Page 72 of And Then Came You

“Your last one was a real fucking winner. Why not follow it up with an ever bigger asshole?”

“Please don’t be angry. I was so scared to tell you—”

“Why would I be angry? You found yourself a boyfriend. Good for you.” I grip the phone so tightly, I’m shocked it doesn’t crack in my hands. “I better get ready. I have my own plans tonight. A double feature, actually.”

She sniffles, and I wonder if I’ve made her cry. Again. Shouldn’t it be the other way around? It’s my heart that’s being trampled. “I’ve no doubt you’ve had many interesting dates.”

“Don’t know if I’d call them interesting, but they served a purpose.”

“I’m glad you never thought that way about me. If we had… slept together, I’d be one of those women, wouldn’t I? I don’t want to be one of those women.”

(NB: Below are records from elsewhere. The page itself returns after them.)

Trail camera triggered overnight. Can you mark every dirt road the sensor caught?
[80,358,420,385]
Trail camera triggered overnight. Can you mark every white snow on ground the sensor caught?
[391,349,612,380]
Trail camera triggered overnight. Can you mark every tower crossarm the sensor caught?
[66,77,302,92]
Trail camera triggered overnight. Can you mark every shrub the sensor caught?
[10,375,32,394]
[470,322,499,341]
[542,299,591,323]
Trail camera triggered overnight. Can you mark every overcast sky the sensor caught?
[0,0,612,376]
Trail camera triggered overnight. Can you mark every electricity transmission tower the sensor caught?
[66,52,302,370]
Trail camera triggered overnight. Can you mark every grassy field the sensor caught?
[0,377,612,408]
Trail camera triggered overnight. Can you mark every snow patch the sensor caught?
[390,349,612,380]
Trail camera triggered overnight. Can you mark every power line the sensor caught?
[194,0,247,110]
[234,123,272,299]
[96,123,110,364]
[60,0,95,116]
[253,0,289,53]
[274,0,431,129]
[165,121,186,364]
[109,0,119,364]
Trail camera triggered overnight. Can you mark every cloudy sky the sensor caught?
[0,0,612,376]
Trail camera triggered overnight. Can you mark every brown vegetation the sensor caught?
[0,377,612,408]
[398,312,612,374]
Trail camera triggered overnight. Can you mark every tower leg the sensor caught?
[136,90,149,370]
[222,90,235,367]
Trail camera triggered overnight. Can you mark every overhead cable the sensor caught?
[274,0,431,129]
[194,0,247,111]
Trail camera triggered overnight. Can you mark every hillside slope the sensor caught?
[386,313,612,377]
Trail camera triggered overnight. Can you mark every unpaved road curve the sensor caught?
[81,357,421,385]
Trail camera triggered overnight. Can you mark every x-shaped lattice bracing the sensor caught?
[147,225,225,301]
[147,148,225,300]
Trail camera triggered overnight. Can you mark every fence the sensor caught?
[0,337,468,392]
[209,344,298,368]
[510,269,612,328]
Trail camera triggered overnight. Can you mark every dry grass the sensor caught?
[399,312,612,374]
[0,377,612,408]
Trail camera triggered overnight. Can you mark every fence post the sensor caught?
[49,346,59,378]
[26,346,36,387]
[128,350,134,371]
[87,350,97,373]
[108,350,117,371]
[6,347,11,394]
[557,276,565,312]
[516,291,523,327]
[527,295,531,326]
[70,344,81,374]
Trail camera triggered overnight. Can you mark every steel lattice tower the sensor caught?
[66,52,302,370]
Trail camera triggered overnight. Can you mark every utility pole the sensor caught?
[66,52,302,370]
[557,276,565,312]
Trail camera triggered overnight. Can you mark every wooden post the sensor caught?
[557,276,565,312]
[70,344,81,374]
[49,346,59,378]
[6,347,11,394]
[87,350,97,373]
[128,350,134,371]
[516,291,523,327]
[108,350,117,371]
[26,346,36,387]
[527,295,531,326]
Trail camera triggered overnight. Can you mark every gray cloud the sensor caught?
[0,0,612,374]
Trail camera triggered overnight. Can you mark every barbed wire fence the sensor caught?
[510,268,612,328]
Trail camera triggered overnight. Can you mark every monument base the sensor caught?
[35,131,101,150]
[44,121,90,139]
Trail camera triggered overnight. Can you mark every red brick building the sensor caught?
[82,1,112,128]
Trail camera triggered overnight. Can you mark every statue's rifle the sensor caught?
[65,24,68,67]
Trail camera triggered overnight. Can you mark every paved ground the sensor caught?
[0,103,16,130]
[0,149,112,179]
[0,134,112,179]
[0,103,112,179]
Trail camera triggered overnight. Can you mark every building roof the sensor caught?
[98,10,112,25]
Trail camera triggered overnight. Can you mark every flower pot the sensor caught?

No mistaking it, she’s crying.

And breaking my fucking heart.

“You’ll never be one of those women.” The second I say the words, I realize it has a double connotation, one that I know she holds on to. The only trouble? That’s not how I meant it.

“Right. You should get ready. It was really good hearing your voice. I missed you, my friend.”

I struggle to remain upright, as the tears back up in my eyes. How did we get here?

More importantly, how do we get back to that night, when there was no one else in the world besides us?

“Please be careful. I don’t trust this guy, especially not with you. He doesn’t deserve you.” Scrubbing my face, I fight to maintain my calm facade. It’s a losing battle. “I should have taken the train to the Hamptons that day and made you listen. Made you understand. Read every one of those notes to you, so that you knew I meant them. Now it’s too late.”

“What are you talking about? What notes?”

“Gotta go, Lexi. Take care.” I hang up on her, still questioning my last statement.

But I can’t face what I’ve lost.

Not now. Maybe not ever.

Chapter Twelve

Lexi

Damian escorts me to my door, and I know he’s looking for an invitation to spend the night.

I’m not ready yet. Not even close.

Am I attracted to him? He’s a good-looking man.

Do I enjoy my time with him? I have fun.

Is Damian a bandaid for the broken heart Sam gifted me? Ding, ding, ding, we have a winner.

But Sam and I don’t live in the same universe. It’s time for me to find a man who does.

“I had a lovely evening. That dinner was superb.” Actually, it was boring as hell, as I struggled to maintain an engaged expression for his country club friends.

It seems Damian is always mixing business with pleasure. Tonight was no different. Although the food was lovely, he was there to butter up some wealthy patrons, looking for a shortcut into the elite Hamptons art circle.

To be honest, I’m not sure what the hell my purpose was tonight.

“It doesn’t have to end. Invite me in, and we’ll have an after-party.”

There it is, my reason for existing. A quick lay after his business is finished.